Sen. Conrad, M.B.A. ’75, reminisced fondly on his time at GW on Tuesday when he was honored by his alma mater and friend and colleague Senate Majority Leader Harry Reid, D-Nev., for his 26 years in the Senate at the GW Annual Capitol Hill Alumni Reception. Sen. Conrad remembered a particularly strong relationship with his adviser and a rewarding experience in his classes.
“In class after class, the professors were engaged, the students were engaged,” he said. “And I really enjoyed my time there.”
Sen. Reid, J.D. ’64, remembered the first time he met Sen. Conrad.

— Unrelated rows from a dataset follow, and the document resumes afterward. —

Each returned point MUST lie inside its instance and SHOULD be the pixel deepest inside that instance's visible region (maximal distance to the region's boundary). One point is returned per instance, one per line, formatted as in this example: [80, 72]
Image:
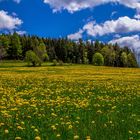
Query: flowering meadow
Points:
[77, 102]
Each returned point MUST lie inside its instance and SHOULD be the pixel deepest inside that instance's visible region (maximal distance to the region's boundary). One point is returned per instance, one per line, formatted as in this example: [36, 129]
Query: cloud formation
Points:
[17, 1]
[133, 42]
[76, 36]
[8, 22]
[77, 5]
[120, 26]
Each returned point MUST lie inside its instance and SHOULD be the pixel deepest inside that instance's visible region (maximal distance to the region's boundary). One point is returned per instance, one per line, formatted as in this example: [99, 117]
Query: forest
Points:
[36, 50]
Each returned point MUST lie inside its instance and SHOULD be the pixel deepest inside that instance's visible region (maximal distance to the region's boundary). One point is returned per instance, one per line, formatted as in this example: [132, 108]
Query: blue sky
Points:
[105, 20]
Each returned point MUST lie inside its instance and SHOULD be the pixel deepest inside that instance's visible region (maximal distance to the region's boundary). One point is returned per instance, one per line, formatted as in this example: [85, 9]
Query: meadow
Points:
[69, 102]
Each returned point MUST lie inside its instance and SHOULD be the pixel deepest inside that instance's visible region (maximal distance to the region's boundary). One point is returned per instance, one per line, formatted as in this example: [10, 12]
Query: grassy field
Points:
[69, 102]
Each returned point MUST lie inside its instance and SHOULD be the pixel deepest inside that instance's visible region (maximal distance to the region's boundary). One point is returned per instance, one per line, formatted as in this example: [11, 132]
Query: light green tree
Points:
[98, 59]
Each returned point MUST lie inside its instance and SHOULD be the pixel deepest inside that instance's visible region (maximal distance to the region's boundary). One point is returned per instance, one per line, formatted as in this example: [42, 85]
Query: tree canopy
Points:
[14, 46]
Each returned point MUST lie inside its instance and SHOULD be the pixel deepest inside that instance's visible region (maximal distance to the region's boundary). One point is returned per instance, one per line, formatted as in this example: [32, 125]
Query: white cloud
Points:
[17, 1]
[121, 25]
[137, 16]
[76, 36]
[8, 22]
[133, 42]
[76, 5]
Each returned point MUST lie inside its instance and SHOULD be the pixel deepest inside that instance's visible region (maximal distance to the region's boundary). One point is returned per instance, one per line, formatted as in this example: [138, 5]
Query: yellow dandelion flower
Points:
[6, 131]
[37, 138]
[58, 135]
[88, 138]
[17, 138]
[76, 137]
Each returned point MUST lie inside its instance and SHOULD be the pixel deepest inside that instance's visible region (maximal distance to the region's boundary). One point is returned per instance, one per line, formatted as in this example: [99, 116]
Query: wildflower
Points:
[88, 138]
[36, 130]
[37, 138]
[6, 131]
[76, 137]
[17, 138]
[58, 135]
[70, 127]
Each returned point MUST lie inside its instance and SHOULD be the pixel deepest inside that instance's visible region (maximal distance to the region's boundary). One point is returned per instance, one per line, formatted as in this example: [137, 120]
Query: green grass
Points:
[63, 102]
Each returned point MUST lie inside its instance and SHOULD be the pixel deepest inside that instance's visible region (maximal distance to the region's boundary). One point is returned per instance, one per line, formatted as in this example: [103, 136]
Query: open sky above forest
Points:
[105, 20]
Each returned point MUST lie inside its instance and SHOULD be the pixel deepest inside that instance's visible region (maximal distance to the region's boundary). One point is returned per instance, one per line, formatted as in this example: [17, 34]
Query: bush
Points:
[32, 59]
[61, 63]
[54, 62]
[98, 59]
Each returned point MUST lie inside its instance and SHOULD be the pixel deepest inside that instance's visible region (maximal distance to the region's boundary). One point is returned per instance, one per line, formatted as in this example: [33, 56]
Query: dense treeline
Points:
[32, 48]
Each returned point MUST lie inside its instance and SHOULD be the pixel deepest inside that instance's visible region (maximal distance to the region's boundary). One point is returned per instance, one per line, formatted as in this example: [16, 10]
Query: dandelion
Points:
[17, 138]
[88, 138]
[70, 127]
[58, 135]
[76, 137]
[6, 131]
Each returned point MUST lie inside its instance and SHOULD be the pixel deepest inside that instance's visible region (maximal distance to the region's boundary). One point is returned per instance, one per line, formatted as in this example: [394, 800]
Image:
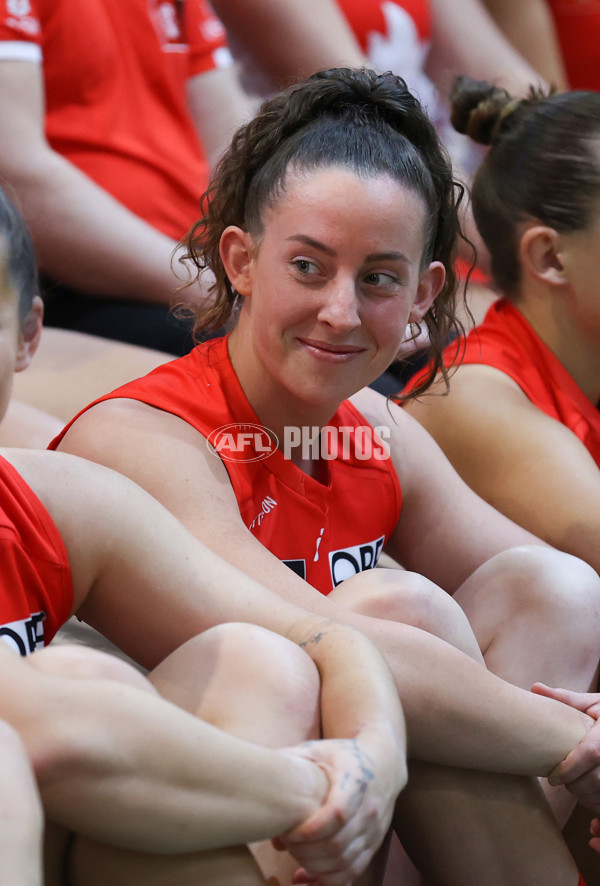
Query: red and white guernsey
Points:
[325, 532]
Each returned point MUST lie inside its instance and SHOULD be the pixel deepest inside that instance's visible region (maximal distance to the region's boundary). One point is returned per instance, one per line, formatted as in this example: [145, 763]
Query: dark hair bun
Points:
[477, 109]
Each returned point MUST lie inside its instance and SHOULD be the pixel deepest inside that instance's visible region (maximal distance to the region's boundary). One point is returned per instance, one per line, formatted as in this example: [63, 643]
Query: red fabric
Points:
[368, 17]
[115, 75]
[36, 591]
[323, 532]
[577, 25]
[506, 341]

“It was 1986, and we were both running for the Senate. And we both looked at each other, I’m sure, [and said], ‘He’s going to be in the Senate?’ ” he said to laughter.
Calling Sen. Conrad “very calculating in what he wants to accomplish,” Sen. Reid lauded his colleague for his work addressing the country’s deficit. “I told Kent Conrad several years ago that I joined his church,” Sen. Reid said. “That’s the church of doing something about the deficit.”
GW President Steven Knapp, too, praised Sen. Conrad for his role in budget talks, having served as chairman of the Senate Budget Committee.
“In your 26 years in the Senate you’ve not only been a champion for North Dakota, but you played a truly powerful role in addressing important national issues, including the federal budget challenges.”
Sen. Conrad has “extraordinary skill, wisdom and dedication,” Dr. Knapp added. “We’ve always been able to turn to you for help, support and guidance. So we all wish you the best in your future endeavors.”
Tuesday’s event was also a time to recognize all GW alumni for their service on the Hill. Thirteen members of Congress, including U.S. Sen. Mike Enzi, R-WY, who was at Tuesday’s event, are GW alumni, and many, many more serve as Hill staffers.
“We have this strong dedication to public service, which is reflected in what so many of you in this room have chosen to do with your career,” Dr. Knapp said. “We are an institution that was founded based on the vision of George Washington to produce citizen leaders for the new nation in the capital that he was just establishing.”
Mark Kennedy, a former congressman and director of the GW Graduate School of Political Management, said he, too, knows the crucial role the university plays in building public servants.
“We understand the importance of staff on the Hill,” he said. “Having been in Congress, there’s the old saying that staff runs the Hill. We’re pleased to have the opportunity to train as many as possible.”